My doc is pretty cool but somewhat caught up in the traditional medical world, and insisted I start a course of Fosamax, a prescription medication that supposedly strengthens bones. It's a pill you take once a week and you have to remain sitting up for an hour after you take it. Now, there's an immediate red flag! For a myriad of reasons, not the least being a broken bone or two over the years and an intense dislike of limited mobility, I began taking it. My stomach felt queasy after each dose, but it wasn't until a friend confided she was sure it had given her acid reflux that I started doing online research.
I learned a lot about bisphosphonates—the class of drugs that includes Fosamax—including the fact that while bisphosphonates can add bone density, the drug doesn't necessarily make bones stronger with longer use. In fact, they sometimes get weaker. One bone in particular—the jawbone—can weaken so much that the bone actually dies. Yes, a medication that is supposed to strengthen your bones can kill them. How crazy is that?
And if you've had any kind of dental issues, your risk is seriously increased. What a coincidence; I'd just had a tooth pulled.
I took myself right off Fosamax and started taking vitamin D3—something I also discovered in my research—instead. My doctor wasn't happy, of course, told me to increase my calcium and magnesium and get retested in six months. She didn't blink when I mentioned the risk of necrosis, so I couldn't tell if this was news to her or not.
Flash forward and just today I saw a story on Reuters that 900 people have brought cases against manufacturer Merck alleging Fosamax caused osteonecrosis of the jaw, and two doctors have testified that this can happen in less than three years of use.

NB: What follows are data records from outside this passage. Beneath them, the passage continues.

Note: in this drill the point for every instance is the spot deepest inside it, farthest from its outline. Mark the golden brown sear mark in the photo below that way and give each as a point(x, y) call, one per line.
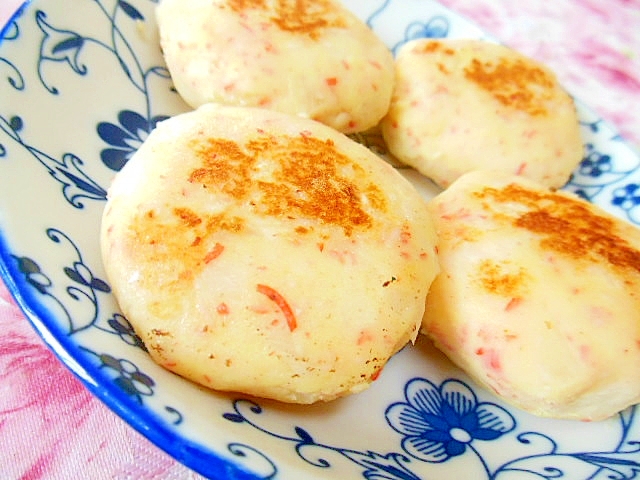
point(311, 179)
point(514, 83)
point(566, 226)
point(306, 17)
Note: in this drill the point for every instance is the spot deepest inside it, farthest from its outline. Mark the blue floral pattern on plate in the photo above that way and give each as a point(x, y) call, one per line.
point(80, 94)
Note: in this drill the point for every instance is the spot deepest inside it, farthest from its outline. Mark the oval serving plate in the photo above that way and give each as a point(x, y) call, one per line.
point(83, 83)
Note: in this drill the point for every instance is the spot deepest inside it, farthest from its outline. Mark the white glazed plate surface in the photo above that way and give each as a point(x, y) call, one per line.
point(82, 82)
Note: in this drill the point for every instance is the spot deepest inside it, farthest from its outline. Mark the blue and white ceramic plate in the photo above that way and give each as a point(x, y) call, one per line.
point(82, 83)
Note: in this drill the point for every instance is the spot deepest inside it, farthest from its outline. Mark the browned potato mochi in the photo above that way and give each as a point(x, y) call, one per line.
point(260, 252)
point(538, 296)
point(312, 58)
point(464, 105)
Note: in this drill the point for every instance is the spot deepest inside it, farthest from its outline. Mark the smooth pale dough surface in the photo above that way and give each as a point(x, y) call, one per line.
point(538, 296)
point(259, 252)
point(464, 105)
point(312, 58)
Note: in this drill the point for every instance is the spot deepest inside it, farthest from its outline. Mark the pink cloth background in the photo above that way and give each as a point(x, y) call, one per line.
point(51, 427)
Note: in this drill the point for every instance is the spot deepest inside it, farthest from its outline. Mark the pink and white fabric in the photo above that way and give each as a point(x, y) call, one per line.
point(51, 427)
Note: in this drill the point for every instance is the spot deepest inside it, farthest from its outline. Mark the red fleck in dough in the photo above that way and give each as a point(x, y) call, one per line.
point(537, 296)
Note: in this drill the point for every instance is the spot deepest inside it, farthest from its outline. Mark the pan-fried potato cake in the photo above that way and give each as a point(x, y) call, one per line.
point(538, 296)
point(264, 253)
point(463, 105)
point(312, 58)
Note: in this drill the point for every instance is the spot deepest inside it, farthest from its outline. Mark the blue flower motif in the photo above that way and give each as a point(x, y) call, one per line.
point(125, 138)
point(130, 379)
point(627, 197)
point(595, 164)
point(440, 422)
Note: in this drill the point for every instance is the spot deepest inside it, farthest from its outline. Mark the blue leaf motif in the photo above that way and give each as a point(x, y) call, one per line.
point(16, 123)
point(382, 467)
point(234, 417)
point(304, 435)
point(130, 10)
point(72, 43)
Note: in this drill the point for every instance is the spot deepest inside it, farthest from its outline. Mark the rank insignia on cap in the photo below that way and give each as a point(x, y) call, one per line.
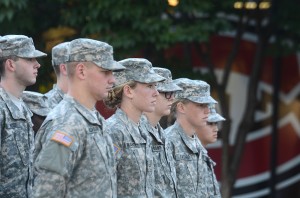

Whew! Talk about dodging a bullet.
Just because a doctor has been through medical school and you're paying a chunk of change to get her opinion doesn't mean she always knows more than you do. I know you know this, but this is a reminder that you absolutely must do your own research. If you're anything like me, I know you'd rather risk a fracture than need to have your jaw rebuilt.
And one other interesting thing? Fosamax is now being formulated with vitamin D.